Assigning binary fraction to float variable in C

Question

I am trying to do something like as below

#include <stdio.h>

int main() {
    float a = 0b00000100;
    float b = 0b0.0110; // this line is not working
    printf("The value of first float is = %f\n", a * 15);
    printf("The value of second float is = %f\n", b);
    return 0;
}

My only goal here is to assign b with the fractional binary number which is 0.0110 and should result in 0.375. Anyone any idea?

Answer 1

I quickly made this code:

#include<stdio.h>
#include<string.h>

float binary_f(char fraction[]){
  char *pointp; //pointer to the point
  long integer=strtol(fraction, &pointp, 2); //Gives the integer and the pointer to the point, at the same time!
  int point=(int)(pointp-fraction);
  
  long div = 2;
  int lenght=strlen(fraction);
  float result=0;
  
  for (int i=point+1;i<lenght;i++){
    if (fraction[i]=='1'){
      result+=(float)1/div; 
    }
    div <<= 1; //Multiply the divisor by 2
  }
  return result+(float)integer;
}

int main() {
  char fractionary[]="10.001";
  float a=binary_f(fractionary);
  printf("%f",a);
  return 0;
}

Prints:

2.125000

As you may notice, it isn't really robust, but it does the job for it's expected parameters.

Answer 2

Standard C does not have binary floating constants, and note that binary integer constants were only recently added to the language with C23; previously binary integer constants like 0b00000100 were only available as implementation-specific extensions.

But C has had hexadecimal floating constants since C99. These are useful for working with binary representations.
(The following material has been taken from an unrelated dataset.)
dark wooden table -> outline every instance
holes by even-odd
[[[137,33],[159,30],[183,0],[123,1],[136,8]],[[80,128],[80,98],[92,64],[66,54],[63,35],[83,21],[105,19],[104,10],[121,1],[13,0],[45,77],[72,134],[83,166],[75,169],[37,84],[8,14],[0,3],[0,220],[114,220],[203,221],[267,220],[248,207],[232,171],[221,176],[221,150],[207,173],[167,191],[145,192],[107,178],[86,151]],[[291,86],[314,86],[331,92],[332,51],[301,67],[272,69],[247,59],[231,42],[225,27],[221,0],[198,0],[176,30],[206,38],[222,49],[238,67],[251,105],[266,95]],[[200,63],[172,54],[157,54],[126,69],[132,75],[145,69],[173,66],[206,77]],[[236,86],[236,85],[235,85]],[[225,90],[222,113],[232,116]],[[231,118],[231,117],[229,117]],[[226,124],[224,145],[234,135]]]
Each of the 16 hexadecimal digits corresponds to a four-digit binary sequence; if you learn these you can quickly write down the hexadecimal equivalent of a binary representation.

Binary	Hexadecimal	Binary	Hexadecimal
0000	0	1000	8
0001	1	1001	9
0010	2	1010	A
0011	3	1011	B
0100	4	1100	C
0101	5	1101	D
0110	6	1110	E
0111	7	1111	F

The format of a hexadecimal floating constant in C is a hexadecimal prefix (0x or 0X) followed by a hexadecimal fractional constant (e.g., ABC.DEF) followed by a (mandatory) binary exponent part. The binary exponent part must be prefixed by either p or P (e.g., p-3). Note that the binary exponent is expressed in powers of 2 instead of powers of 10.

Hexadecimal floating constants have type double by default. If a hexadecimal floating constant is suffixed by f or F it has type float, and if suffixed by l or L it has type long double.

Referencing the table above the OP desired 0b0.0110 can be written in hexadecimal as 0x0.6p0 since 0110 is equivalent to the hexadecimal digit 6. An exponent is required, and p0 indicates that the significand should not be scaled.

Here is an example in code:

#include <stdio.h>

int main(void) {
    // binary float: 0.0110
    double b = 0x0.6p0;

    // binary float: 1101 1110 1010 1101 . 1011 1110 1110 1111
    // hex float:     D    E    A    D   .  B    E    E    F
    double dead_beef = 0xDEAD.BEEFp0;
    double d_eadbeef = 0xD.EADBEEFp12; // `p12` moves the "decimal" point 12 binary digits to the right

    printf("b = %f\n", b);
    printf("dead_beef = %f\n", dead_beef);
    printf("d_eadbeef = %f\n", d_eadbeef);
}

> ./fc
b = 0.375000
dead_beef = 57005.745834
d_eadbeef = 57005.745834

Answer 3

The upcoming C23 Standard introduces the 0b0110 syntax for integers, but not for floating point values.

Instead of float b = 0b0.0110; you could write:

float b = 0b0110 / 16.F;

Or more with the explicit number of fractional bits:

float b = 0b0110 * 0x1p-4F;

And for older C99 compilers:

float b = 0x6p-4F;